Graying choirboys playing Winston machine lever
Rocketship will never settle into heliocentric orbits
Dragged down by the ill-fitting insomnia dripping
Oceanic grit from the slow motion second hands of
Half-faced wall clocks
We hold integrity whiplashed in molded plastic
Gift shop snow globes
We love craters into moonbeams and
White-knuckle laminated menus into telescopes
As if hope's only remnant spilled out onto their pages.

These are our miscarriages -
Groaning clots from beneath our 1/8-inch treads
Splayed spread-eagle as justice, grill marked for
High noon's buzzard cloud
Clawing silence over our tomorrows
Cobras fibrillating white noise as we freeband
This tear-stained highway
We count sodium streetlight rachitic rosaries
Our pirates' gold
And chase the death rattle corrugated as
Unhinged guardrails onto night's exiled shadow.

Until we run out of road
And the kicked up gravel licks at our heels.


Love Letter to the Sidewalk

I
I've followed you for miles -
your shoulders flexed against the shimmered heat of
Indian summer and the lick of runner's treads -
you've never understood the temporary:
the outgrown laughter of thornapple berries
as they spatter over your crevices;
the steeplechased ides of autumn, leaning into its furl.

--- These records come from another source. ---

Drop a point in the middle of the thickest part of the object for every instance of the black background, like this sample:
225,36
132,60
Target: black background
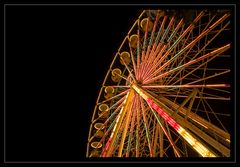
56,59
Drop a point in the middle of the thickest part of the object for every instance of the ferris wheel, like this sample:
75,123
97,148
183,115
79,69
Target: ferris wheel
167,90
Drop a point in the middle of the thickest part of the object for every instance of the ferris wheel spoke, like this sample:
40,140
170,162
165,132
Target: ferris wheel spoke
114,97
132,58
125,127
218,51
145,126
162,101
211,76
187,47
191,26
199,51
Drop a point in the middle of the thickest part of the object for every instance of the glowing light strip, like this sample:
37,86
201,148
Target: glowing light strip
202,150
111,136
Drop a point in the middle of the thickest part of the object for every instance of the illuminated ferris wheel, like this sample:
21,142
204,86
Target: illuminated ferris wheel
167,90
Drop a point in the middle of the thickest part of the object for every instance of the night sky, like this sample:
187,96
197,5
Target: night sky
56,60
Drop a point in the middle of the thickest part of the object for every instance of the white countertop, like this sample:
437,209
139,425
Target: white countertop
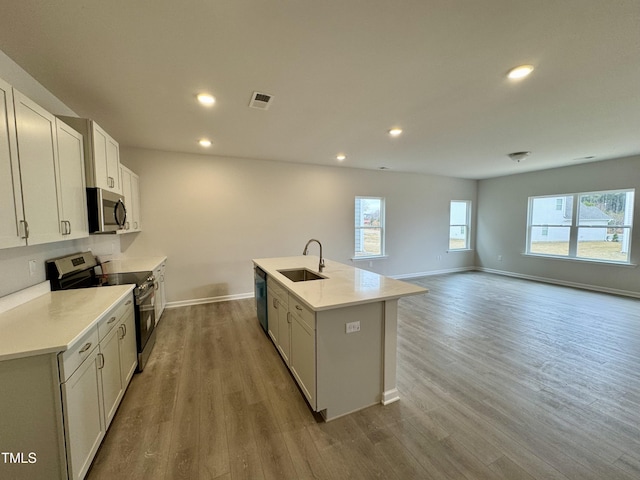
134,264
52,322
344,285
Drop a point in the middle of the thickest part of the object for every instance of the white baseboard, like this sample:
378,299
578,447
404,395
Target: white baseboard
407,276
202,301
390,396
583,286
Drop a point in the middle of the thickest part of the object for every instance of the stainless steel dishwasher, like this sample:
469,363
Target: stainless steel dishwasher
261,296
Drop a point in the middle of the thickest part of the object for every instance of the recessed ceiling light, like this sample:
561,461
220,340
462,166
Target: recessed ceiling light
206,99
520,71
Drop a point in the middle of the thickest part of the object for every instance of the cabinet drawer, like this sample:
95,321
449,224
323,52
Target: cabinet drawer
113,317
70,360
278,290
302,312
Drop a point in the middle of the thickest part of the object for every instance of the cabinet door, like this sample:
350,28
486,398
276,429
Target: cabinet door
135,200
303,357
36,135
100,157
284,331
125,178
111,378
83,420
272,316
11,215
113,165
128,350
73,197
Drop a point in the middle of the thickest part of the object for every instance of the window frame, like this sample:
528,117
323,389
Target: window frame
466,225
575,226
357,228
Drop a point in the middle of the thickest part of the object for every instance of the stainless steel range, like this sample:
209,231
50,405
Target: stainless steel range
82,270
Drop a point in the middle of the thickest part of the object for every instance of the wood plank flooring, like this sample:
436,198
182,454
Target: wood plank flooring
499,378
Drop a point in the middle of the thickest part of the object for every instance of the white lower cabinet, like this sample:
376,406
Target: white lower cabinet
292,330
303,354
92,393
83,418
161,295
128,348
111,374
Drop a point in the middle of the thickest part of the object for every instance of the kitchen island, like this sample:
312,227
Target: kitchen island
337,334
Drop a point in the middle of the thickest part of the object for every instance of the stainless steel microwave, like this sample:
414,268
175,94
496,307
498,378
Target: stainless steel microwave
107,213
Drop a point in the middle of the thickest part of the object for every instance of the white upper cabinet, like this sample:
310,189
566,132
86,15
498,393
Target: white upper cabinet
131,192
102,155
37,153
73,197
11,213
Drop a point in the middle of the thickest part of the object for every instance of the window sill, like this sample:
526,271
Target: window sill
582,260
372,257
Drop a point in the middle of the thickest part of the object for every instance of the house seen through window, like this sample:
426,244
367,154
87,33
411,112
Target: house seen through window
592,226
369,227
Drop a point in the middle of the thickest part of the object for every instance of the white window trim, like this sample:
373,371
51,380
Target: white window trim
382,229
467,246
573,230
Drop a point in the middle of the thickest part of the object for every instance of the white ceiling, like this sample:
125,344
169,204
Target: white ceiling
342,72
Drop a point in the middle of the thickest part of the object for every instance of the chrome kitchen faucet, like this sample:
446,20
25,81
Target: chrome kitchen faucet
306,250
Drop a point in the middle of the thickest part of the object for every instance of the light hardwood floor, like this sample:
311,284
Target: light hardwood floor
500,378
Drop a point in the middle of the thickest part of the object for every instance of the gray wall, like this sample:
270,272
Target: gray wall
212,215
502,221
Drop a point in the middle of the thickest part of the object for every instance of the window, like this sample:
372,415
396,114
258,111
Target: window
459,225
591,226
369,227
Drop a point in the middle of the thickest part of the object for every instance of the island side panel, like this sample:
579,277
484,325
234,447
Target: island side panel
30,419
390,392
349,365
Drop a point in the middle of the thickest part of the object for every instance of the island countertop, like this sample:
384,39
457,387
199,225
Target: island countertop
344,286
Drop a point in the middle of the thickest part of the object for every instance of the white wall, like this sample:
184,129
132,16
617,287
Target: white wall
502,221
212,215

We tattoo our names onto your innocence
because scars are all we know of immortality.
You hold our transience with an open palm.

II
Cracks
find you the way streetlamp whiskey seeps
between the vinyl shade and chipping
window frame of my subterranean Fenway
apartment, the way I always seem to sidestep
back into the soft spot of alone.

Your stoicism may be all kiln-shard and husk,
the freckle of raindrops that dare baptize it raw,
but those of us quarry-born know never to
trust the calm of surface waters or the fracture
of daybreak off their back.

So I run my finger along your 5 o'clock
shadow, listen to the cabasa hiss of crabgrass
in between your syllables, and I wait for you
to find me.

III
A fraternity spray paints hashmarks
on the east side of the Mass Ave Bridge.
I count them on these wandering nights
that roll vein under bristling memory of skin.

We all eventually bend blue note and hangdog
toward the backhoe's grasp, knowing no other caress
still longs the inconvenience of our imprint.
The Charles will sing its Irish ballads until morning,
and you fold them under your flagstones with
every confession my eyes have ever whispered,
with all the rapture you have scraped from my heels.

You hear me when the world holds Sahara to its ears
so I give you this last breath.

You will hold it with an open palm.


A native of Washington, D.C., Hannah Galvin completed her medical training in Boston and most recently settled in Lawrence, MA, where she works as a pediatrician when she is not writing. Her poetry, like her clinical work, brings awareness to the perspective of the abused and the underserved. Hannah discovered the slam poetry scene in 2009, and quickly became known for her rich, layered imagery and raw emotion. Besides Amethyst Arsenic, her work has been accepted for publication in the Beloit Poetry Journal, and her first chapbook was released in 2011. She regularly reads at the Cantab Lounge in Cambridge, and has featured throughout New England.